Observation of high seasonal variation in community structure of denitrifying bacteria in arable soil receiving artificial fertilizer and cattle manure by determining T-RFLP of nir gene fragments.

FEMS Microbiol Ecol 2004 May;48(2):261-71

Department of Microbiology, Copenhagen University, Sølvgade 83H, Copenhagen K, Denmark.

ABSTRACT Temporal and spatial variation of communities of soil denitrifying bacteria at sites receiving mineral fertilizer (60 and 120 kgNha(-1)year(-1)) and cattle manure (75 and 150 kgNha(-1)year(-1)) were explored using terminal restriction fragment length polymorphism (T-RFLP) analyses of PCR amplified nitrite reductase (nirK and nirS) gene fragments. The analyses were done three times during the year: in March, July and October. nirK gene fragments could be amplified in all three months, whereas nirS gene fragments could be amplified only in March. Analysis of similarities in T-RFLP patterns revealed a significant seasonal shift in the community structure of nirK-containing bacteria.
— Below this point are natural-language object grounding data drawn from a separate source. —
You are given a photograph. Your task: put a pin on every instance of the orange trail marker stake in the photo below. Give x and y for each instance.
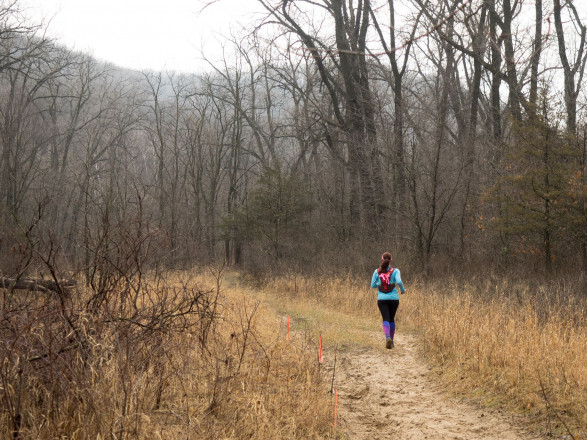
(335, 405)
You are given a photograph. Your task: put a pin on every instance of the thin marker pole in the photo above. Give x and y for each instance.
(335, 405)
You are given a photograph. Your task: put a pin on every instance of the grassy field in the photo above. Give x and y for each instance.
(227, 371)
(498, 342)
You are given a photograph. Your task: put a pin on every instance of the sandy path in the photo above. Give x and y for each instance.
(387, 394)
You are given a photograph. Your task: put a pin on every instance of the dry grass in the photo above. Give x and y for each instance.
(233, 374)
(496, 341)
(231, 377)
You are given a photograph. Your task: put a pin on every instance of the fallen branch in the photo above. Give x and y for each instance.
(35, 284)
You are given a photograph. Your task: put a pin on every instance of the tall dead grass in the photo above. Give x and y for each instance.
(227, 372)
(497, 340)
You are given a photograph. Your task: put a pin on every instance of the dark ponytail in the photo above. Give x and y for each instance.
(385, 260)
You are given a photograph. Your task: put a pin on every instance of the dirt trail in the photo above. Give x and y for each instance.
(385, 394)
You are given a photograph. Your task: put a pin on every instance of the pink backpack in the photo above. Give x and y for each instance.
(385, 277)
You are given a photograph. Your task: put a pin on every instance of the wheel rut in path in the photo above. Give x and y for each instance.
(384, 394)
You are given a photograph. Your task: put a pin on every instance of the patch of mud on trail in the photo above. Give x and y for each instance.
(387, 394)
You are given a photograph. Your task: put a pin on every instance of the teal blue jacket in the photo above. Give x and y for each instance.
(394, 278)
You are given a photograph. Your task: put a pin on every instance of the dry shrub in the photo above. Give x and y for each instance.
(182, 358)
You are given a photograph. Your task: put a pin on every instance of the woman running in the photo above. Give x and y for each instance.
(386, 280)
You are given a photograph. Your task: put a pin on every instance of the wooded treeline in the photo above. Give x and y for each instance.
(449, 132)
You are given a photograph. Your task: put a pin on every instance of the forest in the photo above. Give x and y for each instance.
(452, 133)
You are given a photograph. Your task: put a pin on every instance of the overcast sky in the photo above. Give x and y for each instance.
(145, 34)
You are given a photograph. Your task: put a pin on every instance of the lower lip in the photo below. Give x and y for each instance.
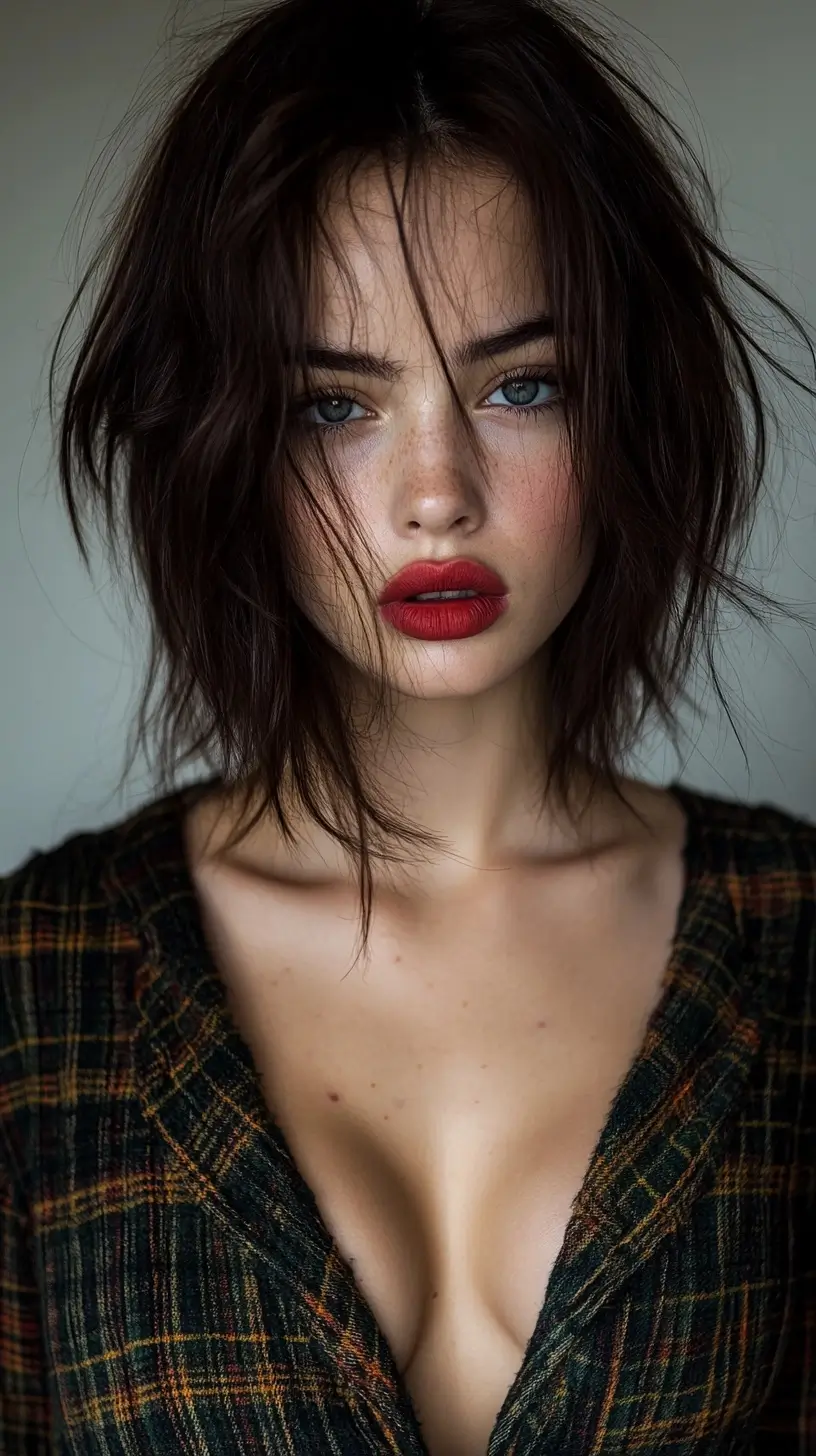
(442, 620)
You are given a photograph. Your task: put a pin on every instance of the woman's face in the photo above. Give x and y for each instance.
(408, 471)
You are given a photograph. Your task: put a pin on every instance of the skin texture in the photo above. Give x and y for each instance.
(461, 757)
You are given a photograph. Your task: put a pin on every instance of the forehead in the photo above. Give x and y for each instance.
(471, 239)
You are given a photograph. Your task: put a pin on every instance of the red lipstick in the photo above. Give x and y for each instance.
(445, 618)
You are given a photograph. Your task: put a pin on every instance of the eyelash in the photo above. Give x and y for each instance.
(513, 376)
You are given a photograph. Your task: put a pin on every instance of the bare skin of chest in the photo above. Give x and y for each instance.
(443, 1100)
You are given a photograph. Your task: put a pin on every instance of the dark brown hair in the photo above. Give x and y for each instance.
(177, 417)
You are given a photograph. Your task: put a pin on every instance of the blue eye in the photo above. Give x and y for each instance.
(523, 392)
(332, 406)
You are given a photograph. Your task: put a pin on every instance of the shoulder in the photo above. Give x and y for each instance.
(63, 941)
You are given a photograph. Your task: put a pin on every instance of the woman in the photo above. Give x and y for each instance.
(417, 383)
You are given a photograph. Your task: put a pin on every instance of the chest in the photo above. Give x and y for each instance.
(443, 1104)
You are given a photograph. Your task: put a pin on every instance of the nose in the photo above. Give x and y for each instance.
(439, 491)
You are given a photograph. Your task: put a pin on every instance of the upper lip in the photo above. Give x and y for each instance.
(442, 575)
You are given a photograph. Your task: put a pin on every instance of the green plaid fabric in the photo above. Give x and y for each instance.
(168, 1284)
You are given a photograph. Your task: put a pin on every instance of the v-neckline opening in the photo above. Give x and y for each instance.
(185, 909)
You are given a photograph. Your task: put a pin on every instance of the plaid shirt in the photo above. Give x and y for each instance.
(168, 1284)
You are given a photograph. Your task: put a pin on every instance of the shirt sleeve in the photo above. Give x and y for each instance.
(25, 1415)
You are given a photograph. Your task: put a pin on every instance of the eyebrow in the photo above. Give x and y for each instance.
(483, 347)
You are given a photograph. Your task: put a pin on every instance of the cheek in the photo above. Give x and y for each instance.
(542, 500)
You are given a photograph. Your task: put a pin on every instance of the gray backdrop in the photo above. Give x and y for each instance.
(738, 76)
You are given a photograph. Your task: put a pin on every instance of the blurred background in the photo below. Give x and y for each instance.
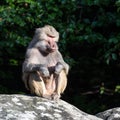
(89, 41)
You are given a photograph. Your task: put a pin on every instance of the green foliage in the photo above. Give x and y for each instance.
(89, 41)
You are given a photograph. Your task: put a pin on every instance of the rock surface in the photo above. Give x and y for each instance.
(112, 114)
(22, 107)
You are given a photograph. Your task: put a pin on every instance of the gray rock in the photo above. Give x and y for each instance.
(112, 114)
(22, 107)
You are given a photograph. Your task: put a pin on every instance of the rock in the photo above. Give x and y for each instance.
(112, 114)
(22, 107)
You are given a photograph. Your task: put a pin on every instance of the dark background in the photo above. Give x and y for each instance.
(89, 41)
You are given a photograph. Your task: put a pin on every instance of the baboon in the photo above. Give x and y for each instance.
(44, 70)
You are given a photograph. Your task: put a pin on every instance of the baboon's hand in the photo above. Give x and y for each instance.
(58, 68)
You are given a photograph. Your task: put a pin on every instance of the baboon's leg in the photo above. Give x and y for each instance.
(37, 85)
(61, 83)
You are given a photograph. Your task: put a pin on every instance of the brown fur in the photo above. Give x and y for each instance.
(44, 70)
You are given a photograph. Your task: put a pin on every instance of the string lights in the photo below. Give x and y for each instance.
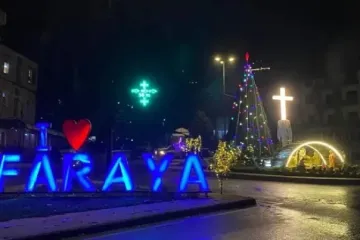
(251, 131)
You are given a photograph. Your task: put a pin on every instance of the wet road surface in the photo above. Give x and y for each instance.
(284, 211)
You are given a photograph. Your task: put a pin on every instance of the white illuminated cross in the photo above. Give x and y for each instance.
(283, 98)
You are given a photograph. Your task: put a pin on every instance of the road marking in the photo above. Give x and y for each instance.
(164, 224)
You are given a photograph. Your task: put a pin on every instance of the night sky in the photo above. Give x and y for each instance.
(89, 55)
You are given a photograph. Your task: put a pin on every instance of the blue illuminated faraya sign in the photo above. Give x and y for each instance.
(118, 172)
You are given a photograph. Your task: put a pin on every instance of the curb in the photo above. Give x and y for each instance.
(284, 178)
(295, 179)
(151, 219)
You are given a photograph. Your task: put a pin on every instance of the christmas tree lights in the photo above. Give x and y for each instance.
(225, 157)
(249, 126)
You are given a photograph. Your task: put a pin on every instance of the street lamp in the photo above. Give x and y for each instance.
(223, 63)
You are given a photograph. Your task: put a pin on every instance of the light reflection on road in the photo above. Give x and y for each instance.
(284, 211)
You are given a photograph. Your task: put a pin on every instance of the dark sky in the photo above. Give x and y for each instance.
(82, 46)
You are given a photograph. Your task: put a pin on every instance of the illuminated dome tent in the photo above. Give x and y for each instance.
(309, 154)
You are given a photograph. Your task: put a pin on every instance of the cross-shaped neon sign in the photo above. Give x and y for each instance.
(283, 99)
(144, 93)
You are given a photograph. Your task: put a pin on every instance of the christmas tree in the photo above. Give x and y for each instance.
(249, 128)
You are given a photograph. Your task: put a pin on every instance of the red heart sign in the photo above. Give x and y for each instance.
(76, 132)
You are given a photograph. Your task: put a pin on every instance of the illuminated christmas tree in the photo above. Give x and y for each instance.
(249, 128)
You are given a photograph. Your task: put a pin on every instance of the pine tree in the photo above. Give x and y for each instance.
(249, 127)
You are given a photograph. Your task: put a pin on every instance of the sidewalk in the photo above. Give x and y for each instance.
(97, 221)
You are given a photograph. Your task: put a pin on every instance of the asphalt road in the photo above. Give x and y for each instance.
(284, 211)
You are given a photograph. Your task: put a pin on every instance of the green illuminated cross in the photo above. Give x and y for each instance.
(144, 93)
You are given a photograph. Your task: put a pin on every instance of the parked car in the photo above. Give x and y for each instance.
(170, 149)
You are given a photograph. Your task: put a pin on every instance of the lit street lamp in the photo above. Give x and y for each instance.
(223, 62)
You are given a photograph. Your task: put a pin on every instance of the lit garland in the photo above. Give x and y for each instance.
(224, 158)
(251, 122)
(193, 144)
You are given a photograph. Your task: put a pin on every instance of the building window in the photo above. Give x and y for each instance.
(3, 98)
(30, 75)
(6, 67)
(331, 119)
(311, 119)
(329, 99)
(351, 97)
(353, 117)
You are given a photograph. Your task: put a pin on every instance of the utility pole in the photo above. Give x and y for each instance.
(3, 19)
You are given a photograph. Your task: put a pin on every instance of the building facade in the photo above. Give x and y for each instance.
(330, 111)
(18, 84)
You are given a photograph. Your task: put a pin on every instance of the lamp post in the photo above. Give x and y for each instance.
(230, 60)
(223, 62)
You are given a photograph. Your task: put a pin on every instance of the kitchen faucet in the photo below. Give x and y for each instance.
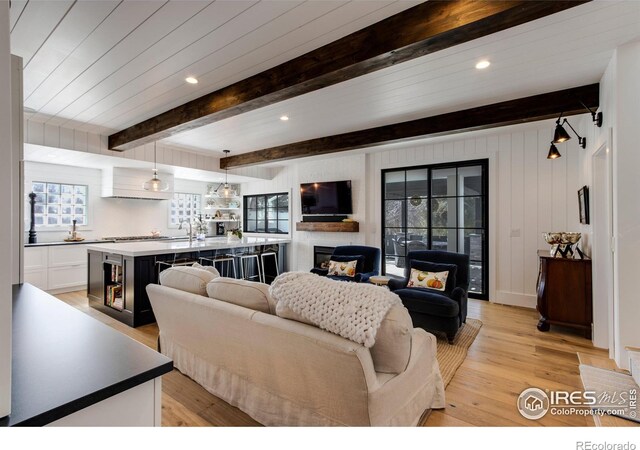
(190, 229)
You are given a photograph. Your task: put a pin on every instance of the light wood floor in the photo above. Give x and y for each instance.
(508, 356)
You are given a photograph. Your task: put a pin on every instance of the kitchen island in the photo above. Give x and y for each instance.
(118, 273)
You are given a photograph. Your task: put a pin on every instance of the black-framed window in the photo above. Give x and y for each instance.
(439, 207)
(266, 213)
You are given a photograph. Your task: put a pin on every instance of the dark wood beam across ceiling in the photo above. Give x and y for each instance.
(522, 110)
(426, 28)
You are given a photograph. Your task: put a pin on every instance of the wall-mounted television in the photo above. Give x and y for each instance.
(331, 197)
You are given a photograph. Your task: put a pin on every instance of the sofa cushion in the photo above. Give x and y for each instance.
(211, 269)
(427, 266)
(350, 269)
(392, 349)
(188, 279)
(245, 293)
(427, 301)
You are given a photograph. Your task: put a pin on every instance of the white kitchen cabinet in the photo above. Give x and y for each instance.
(36, 277)
(56, 268)
(35, 266)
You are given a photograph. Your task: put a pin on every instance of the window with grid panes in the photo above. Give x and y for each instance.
(184, 207)
(266, 213)
(58, 204)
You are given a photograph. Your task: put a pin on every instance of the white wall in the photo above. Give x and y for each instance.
(528, 196)
(620, 104)
(6, 193)
(107, 216)
(626, 164)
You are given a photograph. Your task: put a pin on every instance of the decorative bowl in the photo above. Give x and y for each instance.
(553, 238)
(571, 237)
(562, 237)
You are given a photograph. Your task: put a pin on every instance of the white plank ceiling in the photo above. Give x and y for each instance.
(109, 64)
(102, 66)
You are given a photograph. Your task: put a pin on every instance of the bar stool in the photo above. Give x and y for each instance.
(224, 269)
(267, 253)
(245, 258)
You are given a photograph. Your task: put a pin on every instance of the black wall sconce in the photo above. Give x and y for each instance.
(561, 135)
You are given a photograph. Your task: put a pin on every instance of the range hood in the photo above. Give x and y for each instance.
(123, 182)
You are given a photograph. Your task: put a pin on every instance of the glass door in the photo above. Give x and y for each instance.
(440, 207)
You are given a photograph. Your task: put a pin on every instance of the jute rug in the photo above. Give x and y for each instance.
(451, 356)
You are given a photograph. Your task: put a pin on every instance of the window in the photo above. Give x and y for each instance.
(267, 213)
(59, 204)
(184, 207)
(440, 207)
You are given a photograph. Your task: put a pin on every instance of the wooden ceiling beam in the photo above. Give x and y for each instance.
(426, 28)
(522, 110)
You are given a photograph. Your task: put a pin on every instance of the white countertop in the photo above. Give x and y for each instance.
(163, 247)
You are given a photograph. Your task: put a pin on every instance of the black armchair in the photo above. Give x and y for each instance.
(368, 264)
(434, 310)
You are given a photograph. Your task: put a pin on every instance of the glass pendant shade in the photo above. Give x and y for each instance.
(155, 184)
(553, 152)
(560, 135)
(227, 192)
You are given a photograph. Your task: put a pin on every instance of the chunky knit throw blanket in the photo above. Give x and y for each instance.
(351, 310)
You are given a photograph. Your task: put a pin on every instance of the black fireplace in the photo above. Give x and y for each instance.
(321, 256)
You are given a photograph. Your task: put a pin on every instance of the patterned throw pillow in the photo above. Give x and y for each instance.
(343, 268)
(430, 280)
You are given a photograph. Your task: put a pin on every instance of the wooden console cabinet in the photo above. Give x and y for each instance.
(564, 293)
Also, sites treated with mineral fertilizer or cattle manure showed different communities of nirK-containing denitrifying bacteria, since the T-RFLP patterns of soils treated with these fertilizers were significantly different. Also, these sites significantly differed from the control plot (no fertilizer treatment), whereas the patterns for low and high N-additions were barely separable from each other. Sequencing and phylogenetic analysis of 54 nirK clones revealed that the major part of the nirK-containing bacteria investigated belonged to a yet uncultivated cluster of denitrifying bacteria.